Consider the model:
$ y_i = \beta' X_i + u_i $ if RHS $> 0.$
$ y_i = 0$ otherwise.
So the expected value of $y$ under condition of $y_i > 0$ is:
$$ E(y_i| y_i >0) = \beta' X_i + E(u_i|u_i > -\beta'X_i)$$
$ E(y_i| y_i >0)= \beta' X_i + \sigma \dfrac{\phi_i}{\Phi_i}$, where $ \phi_i$ and $\Phi_i$ are the density function and the distribution of the standard normal evaluated at $\beta'X_i/\sigma$. $\sigma$ is variance of $u_i$.
My question is: why $E(u_i|u_i > -\beta'X_i)= \sigma \dfrac{\phi_i}{\Phi_i}$ and what is the meaning of ratio $\dfrac{\phi_i}{\Phi_i}$?

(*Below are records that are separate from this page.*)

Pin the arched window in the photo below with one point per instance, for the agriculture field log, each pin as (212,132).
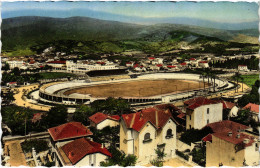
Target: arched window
(169,134)
(147,137)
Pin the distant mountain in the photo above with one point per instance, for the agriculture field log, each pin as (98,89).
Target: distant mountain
(134,19)
(31,30)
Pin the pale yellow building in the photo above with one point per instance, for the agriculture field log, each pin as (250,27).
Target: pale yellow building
(143,132)
(201,111)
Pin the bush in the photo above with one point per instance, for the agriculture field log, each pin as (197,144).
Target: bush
(38,145)
(181,154)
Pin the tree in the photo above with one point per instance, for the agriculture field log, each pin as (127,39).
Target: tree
(111,106)
(237,77)
(57,115)
(119,158)
(16,71)
(82,113)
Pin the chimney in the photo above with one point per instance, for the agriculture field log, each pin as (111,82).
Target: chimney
(71,155)
(246,141)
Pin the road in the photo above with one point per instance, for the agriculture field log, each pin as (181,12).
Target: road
(19,101)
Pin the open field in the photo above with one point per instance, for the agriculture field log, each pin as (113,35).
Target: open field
(142,88)
(54,75)
(250,79)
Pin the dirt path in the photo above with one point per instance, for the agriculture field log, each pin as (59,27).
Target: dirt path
(17,157)
(174,162)
(20,102)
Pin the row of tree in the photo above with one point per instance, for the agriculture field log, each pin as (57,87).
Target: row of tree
(251,63)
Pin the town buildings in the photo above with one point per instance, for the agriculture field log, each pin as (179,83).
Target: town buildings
(201,111)
(101,120)
(72,146)
(143,132)
(231,145)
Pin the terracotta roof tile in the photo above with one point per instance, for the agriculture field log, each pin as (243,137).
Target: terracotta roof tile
(199,101)
(252,107)
(79,148)
(99,117)
(226,126)
(69,130)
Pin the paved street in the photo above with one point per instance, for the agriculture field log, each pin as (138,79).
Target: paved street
(20,102)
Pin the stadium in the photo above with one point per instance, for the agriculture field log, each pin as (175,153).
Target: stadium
(160,87)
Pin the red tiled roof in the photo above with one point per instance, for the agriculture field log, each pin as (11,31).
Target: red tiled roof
(37,117)
(181,115)
(199,101)
(252,107)
(234,139)
(99,117)
(207,138)
(226,126)
(157,116)
(171,66)
(69,130)
(12,83)
(57,62)
(226,104)
(136,65)
(79,148)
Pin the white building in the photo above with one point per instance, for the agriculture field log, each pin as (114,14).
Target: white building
(101,120)
(143,132)
(201,111)
(14,64)
(203,64)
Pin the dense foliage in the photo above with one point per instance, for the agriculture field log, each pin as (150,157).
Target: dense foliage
(119,159)
(251,63)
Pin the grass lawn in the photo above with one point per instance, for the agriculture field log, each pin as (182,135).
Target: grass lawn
(250,79)
(54,75)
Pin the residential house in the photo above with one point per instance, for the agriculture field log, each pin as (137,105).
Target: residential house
(82,152)
(229,109)
(101,120)
(254,110)
(203,64)
(64,134)
(13,64)
(242,68)
(143,132)
(201,111)
(231,145)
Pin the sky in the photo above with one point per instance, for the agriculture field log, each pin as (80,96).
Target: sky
(146,12)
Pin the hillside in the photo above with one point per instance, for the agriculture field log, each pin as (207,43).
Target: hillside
(24,33)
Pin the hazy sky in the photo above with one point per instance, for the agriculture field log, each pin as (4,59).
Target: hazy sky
(218,12)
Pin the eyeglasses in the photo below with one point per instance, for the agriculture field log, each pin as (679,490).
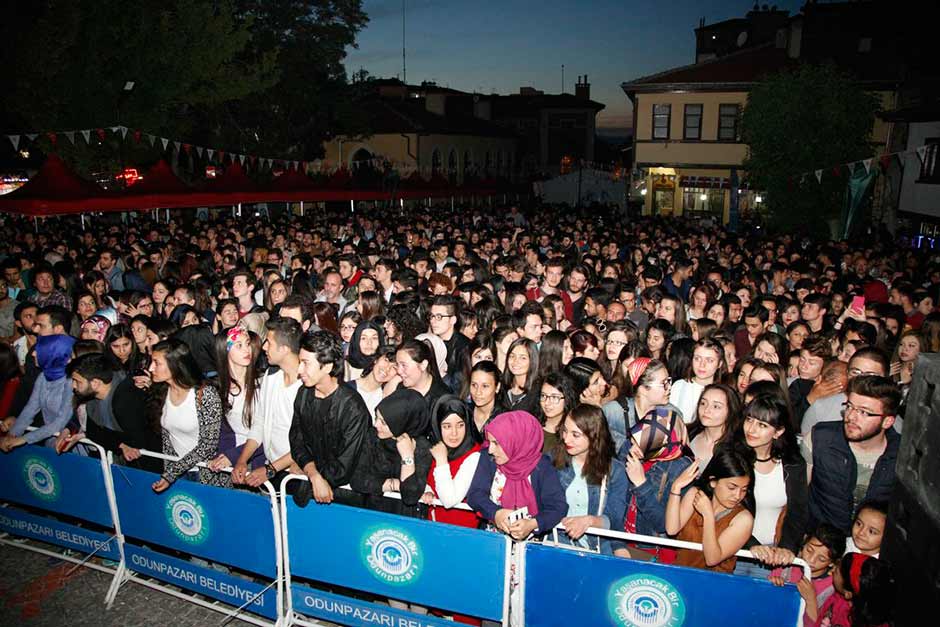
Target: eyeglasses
(857,372)
(848,408)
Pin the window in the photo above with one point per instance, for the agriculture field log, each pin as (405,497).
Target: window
(661,119)
(929,172)
(728,122)
(693,122)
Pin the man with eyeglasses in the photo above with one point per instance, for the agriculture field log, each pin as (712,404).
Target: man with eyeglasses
(826,402)
(853,461)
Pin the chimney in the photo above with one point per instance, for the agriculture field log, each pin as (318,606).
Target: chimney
(482,108)
(583,88)
(436,103)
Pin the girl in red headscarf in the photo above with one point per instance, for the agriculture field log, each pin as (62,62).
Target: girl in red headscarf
(516,475)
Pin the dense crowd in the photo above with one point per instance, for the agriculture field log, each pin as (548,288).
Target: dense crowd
(555,371)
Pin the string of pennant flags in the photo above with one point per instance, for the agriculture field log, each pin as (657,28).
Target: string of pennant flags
(216,155)
(884,160)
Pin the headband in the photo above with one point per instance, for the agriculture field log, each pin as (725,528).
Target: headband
(855,570)
(233,335)
(637,368)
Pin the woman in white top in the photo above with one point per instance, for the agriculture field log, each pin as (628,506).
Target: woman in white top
(237,351)
(192,414)
(781,495)
(708,366)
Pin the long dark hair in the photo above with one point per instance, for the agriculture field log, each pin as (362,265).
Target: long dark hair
(593,425)
(226,382)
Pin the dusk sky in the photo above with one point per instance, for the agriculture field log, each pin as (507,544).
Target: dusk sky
(498,46)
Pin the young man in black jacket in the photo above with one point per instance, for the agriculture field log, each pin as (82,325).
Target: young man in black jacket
(330,423)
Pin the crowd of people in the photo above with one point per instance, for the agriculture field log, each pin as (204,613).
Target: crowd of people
(536,373)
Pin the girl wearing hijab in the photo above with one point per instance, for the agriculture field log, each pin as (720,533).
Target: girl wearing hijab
(456,455)
(51,396)
(363,348)
(517,477)
(657,454)
(397,456)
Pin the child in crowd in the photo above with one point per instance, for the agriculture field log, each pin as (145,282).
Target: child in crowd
(868,528)
(821,551)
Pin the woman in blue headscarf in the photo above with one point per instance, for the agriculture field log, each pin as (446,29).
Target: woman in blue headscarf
(52,395)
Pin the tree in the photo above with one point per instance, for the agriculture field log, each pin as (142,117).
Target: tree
(799,121)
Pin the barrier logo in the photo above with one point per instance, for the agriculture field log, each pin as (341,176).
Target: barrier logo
(187,518)
(645,601)
(392,555)
(41,478)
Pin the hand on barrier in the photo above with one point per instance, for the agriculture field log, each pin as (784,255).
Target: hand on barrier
(130,453)
(160,486)
(239,472)
(8,443)
(220,462)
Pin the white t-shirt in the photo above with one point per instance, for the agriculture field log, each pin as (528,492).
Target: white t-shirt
(770,497)
(273,415)
(181,423)
(684,395)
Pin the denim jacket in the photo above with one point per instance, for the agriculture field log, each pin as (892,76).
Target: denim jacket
(614,507)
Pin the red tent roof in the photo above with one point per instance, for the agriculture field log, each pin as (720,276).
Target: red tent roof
(55,189)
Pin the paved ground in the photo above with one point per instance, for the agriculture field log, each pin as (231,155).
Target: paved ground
(36,590)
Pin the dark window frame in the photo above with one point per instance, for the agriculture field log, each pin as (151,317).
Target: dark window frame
(668,116)
(735,128)
(685,122)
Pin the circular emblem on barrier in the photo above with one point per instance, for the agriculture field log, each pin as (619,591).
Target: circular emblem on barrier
(41,478)
(392,555)
(187,518)
(645,601)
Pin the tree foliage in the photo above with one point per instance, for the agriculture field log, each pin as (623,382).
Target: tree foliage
(799,121)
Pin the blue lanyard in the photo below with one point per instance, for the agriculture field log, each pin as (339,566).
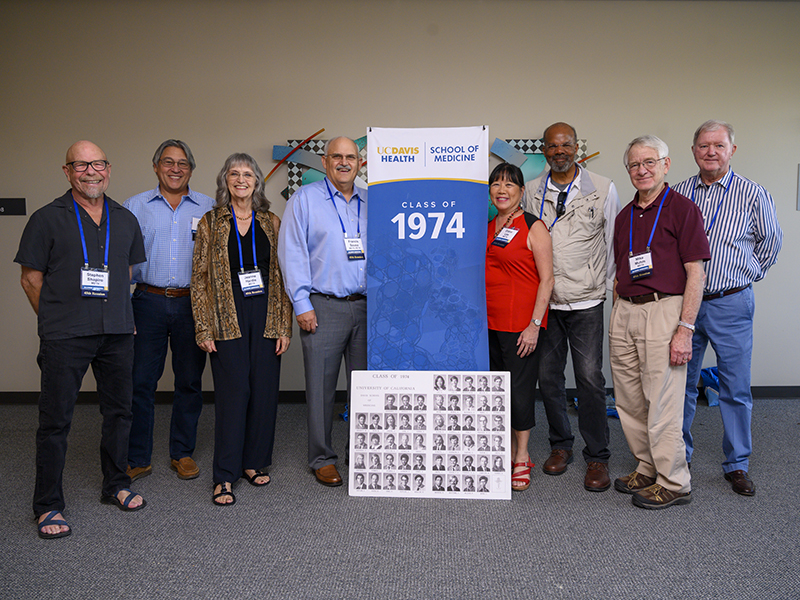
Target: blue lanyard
(239,241)
(569,187)
(719,204)
(83,239)
(358,220)
(652,231)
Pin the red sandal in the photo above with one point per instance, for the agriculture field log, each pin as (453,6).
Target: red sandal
(524,476)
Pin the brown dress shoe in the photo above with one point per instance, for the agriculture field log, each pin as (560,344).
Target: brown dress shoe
(633,483)
(741,483)
(138,472)
(186,468)
(655,497)
(328,475)
(557,463)
(597,479)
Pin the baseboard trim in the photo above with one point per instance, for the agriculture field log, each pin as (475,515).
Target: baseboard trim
(299,397)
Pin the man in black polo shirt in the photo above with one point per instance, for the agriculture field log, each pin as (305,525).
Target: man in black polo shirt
(76,254)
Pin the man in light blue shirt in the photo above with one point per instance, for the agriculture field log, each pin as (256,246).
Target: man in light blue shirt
(321,250)
(745,238)
(162,310)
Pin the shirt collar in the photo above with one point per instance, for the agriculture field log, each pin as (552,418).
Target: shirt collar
(356,190)
(188,195)
(723,182)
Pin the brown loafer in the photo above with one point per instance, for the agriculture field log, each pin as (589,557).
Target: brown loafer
(557,463)
(138,472)
(633,483)
(655,497)
(597,479)
(328,475)
(741,483)
(186,468)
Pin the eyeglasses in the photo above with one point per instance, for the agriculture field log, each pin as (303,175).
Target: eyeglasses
(247,175)
(169,163)
(648,164)
(341,157)
(561,206)
(79,166)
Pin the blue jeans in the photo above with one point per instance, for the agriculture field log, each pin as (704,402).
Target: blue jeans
(63,364)
(582,331)
(728,324)
(161,321)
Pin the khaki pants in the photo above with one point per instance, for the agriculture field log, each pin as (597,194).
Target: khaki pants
(649,392)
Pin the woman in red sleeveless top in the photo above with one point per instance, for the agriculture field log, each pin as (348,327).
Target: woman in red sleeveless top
(519,281)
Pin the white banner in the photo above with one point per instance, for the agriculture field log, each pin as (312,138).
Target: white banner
(430,434)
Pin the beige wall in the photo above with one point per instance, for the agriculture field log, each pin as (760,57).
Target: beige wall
(244,75)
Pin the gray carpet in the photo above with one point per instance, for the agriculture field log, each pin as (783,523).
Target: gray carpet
(298,539)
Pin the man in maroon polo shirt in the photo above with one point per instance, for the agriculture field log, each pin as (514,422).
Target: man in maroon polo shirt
(659,246)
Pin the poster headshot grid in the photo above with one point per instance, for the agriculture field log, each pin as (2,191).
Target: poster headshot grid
(430,434)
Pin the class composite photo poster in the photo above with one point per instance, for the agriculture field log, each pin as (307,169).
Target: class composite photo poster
(430,434)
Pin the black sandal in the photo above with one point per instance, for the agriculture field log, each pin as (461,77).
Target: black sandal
(258,473)
(224,492)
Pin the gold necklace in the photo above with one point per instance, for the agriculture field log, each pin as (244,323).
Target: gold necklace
(508,220)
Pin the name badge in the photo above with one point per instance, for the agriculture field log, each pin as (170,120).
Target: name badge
(504,237)
(195,223)
(354,248)
(641,265)
(94,283)
(251,282)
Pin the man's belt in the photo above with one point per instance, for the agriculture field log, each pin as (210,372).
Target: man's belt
(350,298)
(722,294)
(645,298)
(168,292)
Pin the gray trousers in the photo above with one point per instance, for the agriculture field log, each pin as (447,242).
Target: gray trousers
(341,332)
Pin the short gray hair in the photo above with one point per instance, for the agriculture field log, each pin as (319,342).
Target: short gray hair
(713,125)
(175,144)
(260,201)
(648,141)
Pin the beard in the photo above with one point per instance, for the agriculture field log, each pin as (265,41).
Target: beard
(561,167)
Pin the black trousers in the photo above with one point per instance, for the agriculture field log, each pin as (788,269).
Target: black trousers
(63,364)
(246,383)
(524,374)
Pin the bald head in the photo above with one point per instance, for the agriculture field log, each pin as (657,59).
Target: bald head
(80,148)
(560,147)
(87,171)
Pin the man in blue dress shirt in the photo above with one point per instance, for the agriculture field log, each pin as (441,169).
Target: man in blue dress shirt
(162,309)
(745,238)
(321,250)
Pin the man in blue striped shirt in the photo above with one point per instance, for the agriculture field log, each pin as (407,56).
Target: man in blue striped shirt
(745,238)
(162,311)
(321,250)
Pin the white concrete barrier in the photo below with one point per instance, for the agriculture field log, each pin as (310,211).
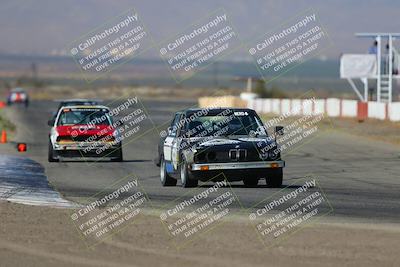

Assume $u_i\in N(0,\sigma^2)$, $\sigma$ the standard deviation. I think that one should use large deviations to analyse this. Note that. So assume $a$ positive and large, then
$$ E(u_i|u_i > a) = a + \int_a^\infty P(u_i>x|u_i>a) \,dx = a + \int_a^\infty P(u_i>x)/P(u_i>a) \,dx=a + \frac{\int_a^\infty P(u_i>x)\,dx}{P(u_i>a)} $$
Now large deviations means that $$ P(u_i>x) \approx \frac{\sigma}{x\sqrt{2\pi}}\exp(-x^2/(2\sigma^2)) $$
Now, for the bulk of this integral of this is $\frac{1}{x}\approx 1/a$ hence another application of the approximation lead to, $$ E(u_i|u_i > a) \approx a + \frac{\frac{\sigma^3}{a^2}\phi(a)}{P(u_i>a)} $$
Now use the following identity $$ 0 = E(u) = E(u|u>-a)P(u>-a) + E(u|u<-a)P(u<-a) $$ And hence conclude that (with a play of the symmetry and another application of the large deviation approximation), $$ E(u|u>-a) = a\frac{P(u<-a)}{P(u>-a)} + \frac{\frac{\sigma^3}{a^2}\phi(a/\sigma)}{\Phi(a/\sigma)} \approx \left ( \sigma + \frac{\sigma^3}{a^2} \right )\frac{\phi(a/\sigma)}{\Phi(a/\sigma)} $$ Now for $a^2>>\sigma^3$ the second term in the paranthesis can be removed and you get the expression, assuming the offset large enugh so that the approximations are ok, but with $\sigma$ standard deviation.